Oh hugs to your sister-I had a miscarriage that they thought was ectopic for a bit(turned out it wasn't, just close), and I know how horrifying it can be.

More hugs or affectionate gesture of choice to the rest of your family as well. Healing thoughts.

I am so sorry for all that you and your family is going through. Hang in there, and we're all sending good thoughts and virtual hugs your way. I hope things get better soon.

Okay, I feel bad for laughing given the general nature of the post, but I just clicked on the moth link. I completely lost it when I got to "plenty of company for scrapbooking."

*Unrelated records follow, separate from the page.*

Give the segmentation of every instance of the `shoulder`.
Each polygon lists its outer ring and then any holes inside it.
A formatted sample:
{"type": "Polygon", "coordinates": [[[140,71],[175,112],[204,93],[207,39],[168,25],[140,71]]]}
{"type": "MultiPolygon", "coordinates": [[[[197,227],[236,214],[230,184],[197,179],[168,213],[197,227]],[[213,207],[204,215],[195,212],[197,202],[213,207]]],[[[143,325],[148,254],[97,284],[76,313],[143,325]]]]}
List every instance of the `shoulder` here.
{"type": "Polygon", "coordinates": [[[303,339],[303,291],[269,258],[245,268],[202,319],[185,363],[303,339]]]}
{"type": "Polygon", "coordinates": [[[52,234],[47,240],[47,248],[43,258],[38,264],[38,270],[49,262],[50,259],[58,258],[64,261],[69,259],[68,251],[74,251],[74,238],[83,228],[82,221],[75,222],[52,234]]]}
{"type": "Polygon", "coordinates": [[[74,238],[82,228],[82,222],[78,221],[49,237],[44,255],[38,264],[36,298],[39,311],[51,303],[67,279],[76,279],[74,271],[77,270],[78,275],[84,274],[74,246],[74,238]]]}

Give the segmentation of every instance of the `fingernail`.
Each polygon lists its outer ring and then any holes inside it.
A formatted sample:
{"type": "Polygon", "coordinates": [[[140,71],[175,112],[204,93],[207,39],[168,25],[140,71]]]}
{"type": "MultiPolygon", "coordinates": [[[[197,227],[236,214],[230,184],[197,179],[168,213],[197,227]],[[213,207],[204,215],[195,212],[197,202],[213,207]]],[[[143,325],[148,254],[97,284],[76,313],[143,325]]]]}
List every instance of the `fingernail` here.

Same here. The whole Storify had me LMAO.

Holy shit, that's a hell of a rough few months. Wishing all of you good vibes and a less stressful rest of 2015! *hugs*

I'm so sorry. Please, take care of yourself and your loved ones as best you can.
(And burn all the moths.)

Wow! That is a lot of goings-on. Allow me to officially shakefist in disapproval at all the bad ones.

My latest laptop is a Dell Inspiron 3537 (the cheapest I could get in this size) and it has been serving me quite well. I will note also that migrating from the old one *before* it gave up the ghost was considerably easier than all the previous times when I put off getting a new laptop until the old one had died, so if it's looming on the horizon, I think planning for it early the way you're doing is a good idea. Go Cleo!

Aw man, Cleo. Jedi hugs to you and your sister (and Scout).

Hugs to you and your family!

I'm still stuck on 50% of her blood. O_O That's horrifying. I'm sorry you all - especially your sister, but you all - are dealing with such a bad year. May 2015 be on an upswing.

That sounds like case bearing moth or one of its relatives. They all make little cocoons out of lint and dust debris. We've been fighting an outbreak of them for years because they got into the walls and the insulation. Kill them on sight and vacuum up all cocoons. They eat any paper, wood, fabric, glue, hair, grain or dry goods they get into so seal stuff off in containers.